0

While executing the following python script using cloud-composer, I get *** Task instance did not exist in the DB under the gcs2bq task Log in Airflow Code:

import datetime
import os
import csv
import pandas as pd
import pip
from airflow import models
#from airflow.contrib.operators import dataproc_operator
from airflow.operators.bash_operator import BashOperator
from airflow.operators.python_operator import PythonOperator
from airflow.utils import trigger_rule
from airflow.contrib.operators import gcs_to_bq
from airflow.contrib.operators import bigquery_operator

print('''/-------/--------/------/
-------/--------/------/''')
yesterday = datetime.datetime.combine(
    datetime.datetime.today() - datetime.timedelta(1),
    datetime.datetime.min.time())
default_dag_args = {
    # Setting start date as yesterday starts the DAG immediately when it is
    # detected in the Cloud Storage bucket.
    'start_date': yesterday,
    # To email on failure or retry set 'email' arg to your email and enable
    # emailing here.
    'email_on_failure': False,
    'email_on_retry': False,
    # If a task fails, retry it once after waiting at least 5 minutes
    'retries': 1,
    'retry_delay': datetime.timedelta(minutes=5),
    'project_id': 'data-rubrics'
    #models.Variable.get('gcp_project')
}
try:
  # [START composer_quickstart_schedule]
  with models.DAG(
        'composer_agg_quickstart',
        # Continue to run DAG once per day
        schedule_interval=datetime.timedelta(days=1),
        default_args=default_dag_args) as dag:
    # [END composer_quickstart_schedule]
      op_start = BashOperator(task_id='Initializing', bash_command='echo Initialized')
      #op_readwrite = PythonOperator(task_id = 'ReadAggWriteFile', python_callable=read_data)
      op_load = gcs_to_bq.GoogleCloudStorageToBigQueryOperator( \
task_id='gcs2bq',\
bucket='dr-mockup-data',\
source_objects=['sample.csv'],\
destination_project_dataset_table='data-rubrics.sample_bqtable',\
schema_fields = [{'name':'a', 'type':'STRING', 'mode':'NULLABLE'},{'name':'b', 'type':'FLOAT', 'mode':'NULLABLE'}],\
write_disposition='WRITE_TRUNCATE',\
dag=dag)
      #op_write = PythonOperator(task_id = 'AggregateAndWriteFile', python_callable=write_data)
      op_start >> op_load
Gaurav Taneja
  • 1,084
  • 1
  • 8
  • 19

2 Answers2

0

UPDATE:

Can you remove dag=dag from gcs2bq task as you are already using with models.DAG and run your dag again?
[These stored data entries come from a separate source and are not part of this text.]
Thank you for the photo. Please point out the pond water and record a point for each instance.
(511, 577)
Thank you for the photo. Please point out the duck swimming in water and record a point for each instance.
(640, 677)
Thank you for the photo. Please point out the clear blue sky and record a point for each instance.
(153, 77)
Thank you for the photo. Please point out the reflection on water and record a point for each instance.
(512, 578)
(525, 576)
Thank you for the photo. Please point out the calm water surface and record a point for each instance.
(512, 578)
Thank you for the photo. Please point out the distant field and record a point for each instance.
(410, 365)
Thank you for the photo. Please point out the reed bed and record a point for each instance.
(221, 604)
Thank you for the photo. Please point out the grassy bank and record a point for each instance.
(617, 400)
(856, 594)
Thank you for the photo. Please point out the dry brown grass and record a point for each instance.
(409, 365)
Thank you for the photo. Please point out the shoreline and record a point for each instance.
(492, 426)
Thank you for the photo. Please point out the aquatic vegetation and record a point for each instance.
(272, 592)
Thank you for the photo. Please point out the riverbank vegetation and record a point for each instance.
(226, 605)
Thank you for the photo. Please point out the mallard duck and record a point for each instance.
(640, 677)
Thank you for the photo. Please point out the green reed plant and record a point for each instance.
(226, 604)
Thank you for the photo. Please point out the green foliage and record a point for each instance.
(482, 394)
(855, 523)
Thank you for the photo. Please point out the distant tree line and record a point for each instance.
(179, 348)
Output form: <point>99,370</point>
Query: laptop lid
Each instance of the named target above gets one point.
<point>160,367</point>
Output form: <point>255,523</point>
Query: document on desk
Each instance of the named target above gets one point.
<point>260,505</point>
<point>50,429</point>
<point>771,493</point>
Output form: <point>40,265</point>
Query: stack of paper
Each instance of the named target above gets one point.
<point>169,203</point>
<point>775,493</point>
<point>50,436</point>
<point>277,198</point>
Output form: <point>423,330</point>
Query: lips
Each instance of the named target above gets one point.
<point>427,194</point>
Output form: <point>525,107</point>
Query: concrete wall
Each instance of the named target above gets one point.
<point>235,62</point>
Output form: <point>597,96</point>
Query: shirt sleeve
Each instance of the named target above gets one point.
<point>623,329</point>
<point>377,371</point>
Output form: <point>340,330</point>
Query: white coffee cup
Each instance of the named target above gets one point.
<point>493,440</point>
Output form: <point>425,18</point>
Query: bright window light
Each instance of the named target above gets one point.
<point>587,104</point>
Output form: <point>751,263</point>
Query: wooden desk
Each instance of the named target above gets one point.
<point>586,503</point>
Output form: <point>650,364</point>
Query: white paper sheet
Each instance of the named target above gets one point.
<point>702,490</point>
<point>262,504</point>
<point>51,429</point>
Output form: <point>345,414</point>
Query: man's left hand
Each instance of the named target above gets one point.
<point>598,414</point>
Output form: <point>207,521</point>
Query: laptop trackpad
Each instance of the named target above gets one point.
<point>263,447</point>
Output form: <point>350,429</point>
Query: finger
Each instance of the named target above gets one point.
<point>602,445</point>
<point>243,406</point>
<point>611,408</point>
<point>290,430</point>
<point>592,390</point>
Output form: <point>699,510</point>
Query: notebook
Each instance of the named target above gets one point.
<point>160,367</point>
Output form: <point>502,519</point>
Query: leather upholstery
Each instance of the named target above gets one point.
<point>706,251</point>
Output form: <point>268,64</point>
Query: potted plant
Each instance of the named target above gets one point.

It might be because you have a dynamic start date. Your start_date should never be dynamic. Read this FAQ: https://airflow.apache.org/faq.html#what-s-the-deal-with-start-date

We recommend against using dynamic values as start_date, especially datetime.now() as it can be quite confusing. The task is triggered once the period closes, and in theory an @hourly DAG would never get to an hour after now as now() moves along.

Make your start_date static or use Airflow utils/macros:

import airflow
args = {
    'owner': 'airflow',
    'start_date': airflow.utils.dates.days_ago(2),
}
kaxil
  • 17,706
  • 2
  • 59
  • 78
  • Understood, but the `op_start` (shared the same configs and hence the same start date) task runs fine but for `gcs2bq` there isn't any Task Instance generated at all – Gaurav Taneja Nov 19 '18 at 11:02
  • I have updated the answer, Can you remove `dag=dag` from `gcs2bq` task as you are already using with `models.DAG` and run your dag again? – kaxil Nov 19 '18 at 11:22
  • Removed `dag=dag` for `gcs2bq` but nothing changed – Gaurav Taneja Nov 19 '18 at 11:49
0

Okay, this was a stupid question on my part and apologies for everyone who wasted time here. I had a Dag running due to which the one I was shooting off was always in the que. Also, I did not write the correct value in destination_project_dataset_table. Thanks and apologies to all who spent time.

Gaurav Taneja
  • 1,084
  • 1
  • 8
  • 19